The Other Side of Sihanoukville

Sihanoukville – Kim Jong Ho, the af­fable finance manager of Cam­bodia’s latest North Korean rest­au­rant, says he knows what keeps his customers coming back.

Days after the opening of Pyong­­yang Friendship Restau­rant—decorated with pictures of North Korean countryside rather than of ‘Dear Leader’ Kim Jong Il—it was already developing a local fan base on a recent Sun­day.

“First they say about the food, they’re satisfied,” Kim Jong Ho said of customers at the restaurant, on Sihanouk­ville’s Ekareach Street.

“And then they talk about the girls’ art performance—it’s just un­believable,” he said.

As the international community tries to fathom what’s happening inside North Korea, a somewhat doctored version is on display night­ly at Kim Jong Ho’s restaurant, which officially opened Dec 2.             Kim Jong Ho is not a defector, and he says he misses his home land. His restaurant is a model of patriotism, with waitresses in colorful Kor­ean hanboks singing and performing traditional dances for diners. Behind them, ka­raoke videos de­pict idealized lifestyles in the world’s last Stalinist state.

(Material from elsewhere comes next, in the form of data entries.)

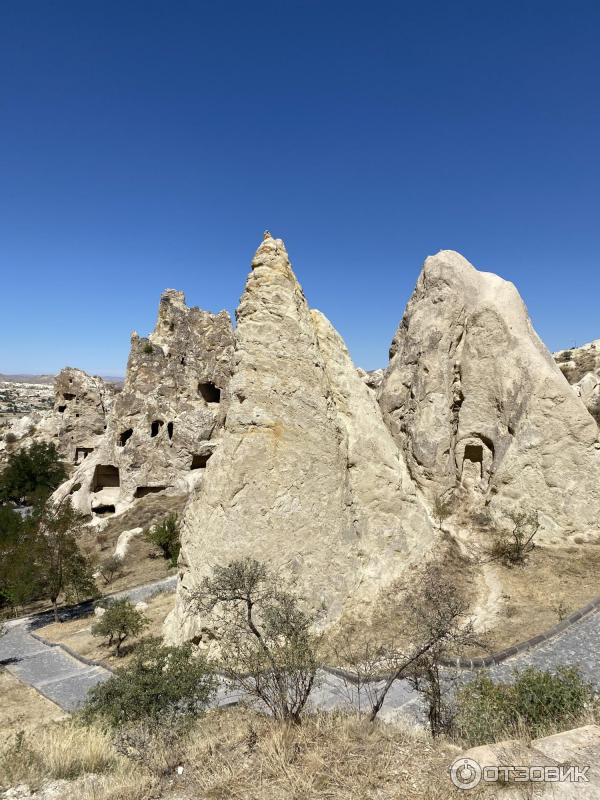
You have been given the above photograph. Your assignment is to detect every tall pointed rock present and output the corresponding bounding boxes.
[380,250,600,542]
[167,235,431,640]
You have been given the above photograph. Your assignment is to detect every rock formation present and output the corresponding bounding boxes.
[53,367,115,464]
[554,339,600,425]
[167,235,433,641]
[55,289,233,516]
[379,251,600,541]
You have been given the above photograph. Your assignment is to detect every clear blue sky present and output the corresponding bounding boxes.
[0,0,600,374]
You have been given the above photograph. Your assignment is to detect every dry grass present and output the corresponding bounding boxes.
[0,709,468,800]
[0,720,119,786]
[472,544,600,650]
[0,670,65,737]
[183,710,462,800]
[36,592,175,667]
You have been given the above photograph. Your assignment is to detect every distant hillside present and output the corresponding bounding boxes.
[0,372,123,386]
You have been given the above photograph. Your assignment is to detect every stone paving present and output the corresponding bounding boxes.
[0,577,600,721]
[0,577,177,711]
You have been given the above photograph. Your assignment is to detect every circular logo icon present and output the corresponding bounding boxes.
[450,758,481,789]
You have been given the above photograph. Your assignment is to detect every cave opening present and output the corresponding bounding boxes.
[198,381,221,403]
[92,464,121,492]
[133,486,167,498]
[118,428,133,447]
[150,419,164,438]
[190,453,212,469]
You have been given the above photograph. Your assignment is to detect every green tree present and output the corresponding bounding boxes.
[454,667,593,745]
[0,506,42,610]
[145,514,181,567]
[92,598,148,656]
[84,639,216,727]
[32,500,98,622]
[191,558,320,723]
[0,442,67,505]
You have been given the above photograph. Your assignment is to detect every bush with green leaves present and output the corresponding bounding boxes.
[145,514,181,567]
[490,511,540,567]
[0,501,97,621]
[454,667,593,745]
[0,442,67,505]
[83,639,217,727]
[190,558,320,723]
[92,598,148,656]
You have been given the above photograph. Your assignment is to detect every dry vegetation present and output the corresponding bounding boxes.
[0,709,468,800]
[36,592,174,667]
[0,670,66,738]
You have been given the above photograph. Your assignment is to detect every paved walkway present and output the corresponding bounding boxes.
[0,577,600,720]
[0,576,177,711]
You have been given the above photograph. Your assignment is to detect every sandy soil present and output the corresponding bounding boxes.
[0,670,68,739]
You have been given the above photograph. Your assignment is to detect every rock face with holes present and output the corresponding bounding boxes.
[166,235,433,641]
[56,289,233,516]
[52,367,115,464]
[0,367,115,467]
[379,251,600,540]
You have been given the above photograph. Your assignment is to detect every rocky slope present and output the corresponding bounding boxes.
[55,289,233,517]
[379,251,600,541]
[554,339,600,425]
[168,235,433,640]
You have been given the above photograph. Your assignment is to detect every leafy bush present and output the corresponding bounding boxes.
[0,442,67,505]
[145,514,181,567]
[83,639,216,727]
[454,667,593,745]
[92,598,148,656]
[490,511,540,567]
[191,558,319,723]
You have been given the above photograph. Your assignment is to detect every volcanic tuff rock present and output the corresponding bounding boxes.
[379,250,600,539]
[55,289,233,515]
[53,367,115,464]
[166,236,433,641]
[0,367,115,465]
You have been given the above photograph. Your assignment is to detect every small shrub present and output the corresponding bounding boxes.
[145,514,181,567]
[0,442,67,505]
[83,639,216,727]
[454,667,593,745]
[92,599,148,656]
[190,558,320,723]
[489,511,540,567]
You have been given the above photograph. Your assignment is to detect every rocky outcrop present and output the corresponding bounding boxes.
[53,367,115,464]
[0,367,115,467]
[167,235,432,641]
[379,250,600,541]
[55,289,233,516]
[450,725,600,800]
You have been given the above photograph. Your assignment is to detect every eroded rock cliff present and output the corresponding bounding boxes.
[55,289,233,516]
[379,250,600,541]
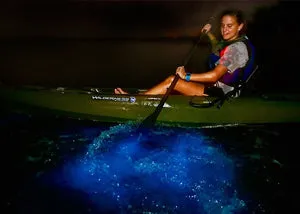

Rural North Korea is featured, as well as Pyongyang, where a woman in a communist style skirt and blouse skips cheerfully past Soviet architecture.

The restaurant’s female staff mem­­bers, who also play drums and a Casio keyboard, learned their skills during North Korean after-school classes, Kim Jong Ho said, painting a moderate picture of the state’s methods of cultural edu­cation. “For example, if she likes singing, she learns singing. If she likes piano, she learns to play piano. It depends on everyone’s hobby.”

Unlike the finance manager, the waitresses speak little English or Khmer, although that hasn’t stop­ped some of them from mastering Khmer- and English-language pop songs, which they sing note-perfectly throughout the day.

Though the dances they perform are similar to those performed at the Mass Games in Pyong­yang, Kim Jong Ho said his staff fall short of the reclusive nation’s national standard.

“It’s not as high level as [the stadium shows],” he said. “They’re just amateurs.”

While Kim Jong Ho and his staff live out their communist dreams, a small group of RCAF soldiers on an island off Siha­nouk­ville were still guarding the wea­­pons they used to keep the Khmer Rouge at bay, while also taking advantage of the free market, if with less success.

As well as subsidizing their limited state salaries through fishing, they take tips from tourists to whom they show their 8-ton heavy artillery guns, which one soldier said are the biggest in Cambodia.

Their duties consist mainly of tend­ing to the grass and the state-owned coconut trees by the is­land’s idyllic beaches, near seas where the occasional shark fin can be seen. The Soviet guns that they still man have been fired only once, in 1989, and that was into the sea as a test, one soldier said.

Tourists generally pay them little attention, and it is unlikely the guns will ever be fired again.

The soldiers have hung a hammock from the barrel of one gun, and an underwater mask lies amid the metal work of another. But the 130-mm M46 guns are still oiled regularly and in working order, and they have a range of 27 km, the soldier said. “It’s easy to keep these guns,” he said as he showed visitors how they work. “We just put oil on them and they’re fine.”

In the past, fishermen and tou­rists were un­able to visit the island “because we were surrounded by enemies,” another soldier says. “But now we let them come here and stay on the beach.”

Back at Pyongyang the same evening, despite Kim Jong Ho’s best efforts, things were getting somewhat out of hand.

Three off-duty police officers sporting expensive jewelry have had too much to drink, and at least one is armed. Their friendliness toward the waitresses be­gins to take a sinister tone, and whilst hugging the finance manager and pouring him drinks, they try to persuade him to let them take one of the women home.

It was not a deal that was going be made, but Kim Jong Ho strug­gles to smooth over the situation diplomatically, and the waitresses maintain their decorum as the police officers attempt to paw them, before eventually leaving unaccompanied.

Other diners stayed late and said they appreciated the rare glimpse of North Korean culture.

“Many Japanese are hostile to North Koreans,” said Japanese tourist Jeno Hideyuki, who was there to eat and sing karaoke for the second night running. “But the staff of the restaurant are very friendly. I’m surprised.”

Yi Guerim, a South Korean visitor, said she had never been able to visit a North Korean restaurant in her home country.

At school, she said, she learned that North Korean society was built in a pyramid, with a rich elite at the top while the rest of the na­tion lived in abject poverty.

But, she said, the Sihanoukville waitresses insisted that everyone in North Korean society is equal. “I don’t know if this is real North Korean culture,” she added.

Kim Jong Ho said he hoped visitors to his restaurant would come to appreciate that North and South Koreans are united by language and tradition, although he admitted he was not absolutely sure what they will think. “But I think at least they enjoy,” he said. “And if they enjoy, I am very happy.”